Já para ilustrar a suposta ineficiência do SUS, Guedes disse que um paciente fica "8 dias deitado" no hospital público, depois de uma cirurgia, enquanto a alta ocorre na manhã seguinte em uma unidade privada. "No hospital privado, chega e bate na porta: 'Fez cirurgia ontem de apendicite?' De manhã cedo, 'está com febre?' 'Não'. 'Vamos embora. Vamos sair da cama aí, pô. Vai ficar na cama, não.
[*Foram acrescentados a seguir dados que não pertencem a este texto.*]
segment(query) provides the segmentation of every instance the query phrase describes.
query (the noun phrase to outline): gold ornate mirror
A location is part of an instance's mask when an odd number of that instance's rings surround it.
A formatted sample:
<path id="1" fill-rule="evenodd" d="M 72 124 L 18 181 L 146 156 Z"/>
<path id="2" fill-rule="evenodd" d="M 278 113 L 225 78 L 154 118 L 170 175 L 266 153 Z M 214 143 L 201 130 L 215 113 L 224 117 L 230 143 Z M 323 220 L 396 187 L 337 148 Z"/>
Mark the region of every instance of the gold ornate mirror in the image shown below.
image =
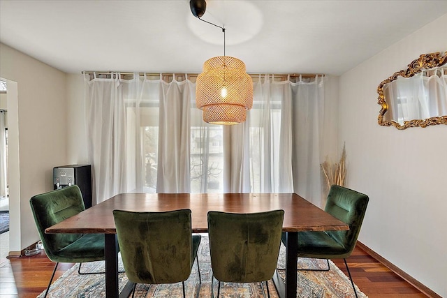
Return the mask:
<path id="1" fill-rule="evenodd" d="M 447 52 L 424 54 L 380 83 L 379 124 L 397 129 L 447 125 L 446 64 Z"/>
Desalojar.' No hospital público o cara fica 8 dias deitado, aí tem uma fila no corredor querendo entrar. Não tem gestão", declarou Guedes.

Toda a fala de Guedes começou após o ministro demonstrar surpresa e apoio ao descobrir que operadoras de saúde têm de fazer reembolso ao SUS por serviços prestados na rede pública a usuários dos planos privados.

O ministro da Saúde disse que as declarações do ministro reforçam a agenda liberal do governo Bolsonaro, mas afirmou que universidades públicas formam os melhores profissionais de saúde no País e lideram pesquisas na área. Queiroga disse que falta transparência em dados do setor privado, como de internações e mortes pela covid-19.

"Vamos ficar envergonhados da mortalidade do público", disse Guedes, sobre a possibilidade de ter mais dados da rede complementar. "Quando mais a gente conseguir descarregar para o outro lado, melhor", completou o ministro, em referência a aumentar o número de clientes dos planos privados. Na reunião, Guedes disse que o governo deve fazer serviços públicos de "elite". "Que sejam as melhores possíveis. Mas não tenhamos a ilusão de que será possível fazer uma rede pública para atender todo mundo", afirmou o ministro.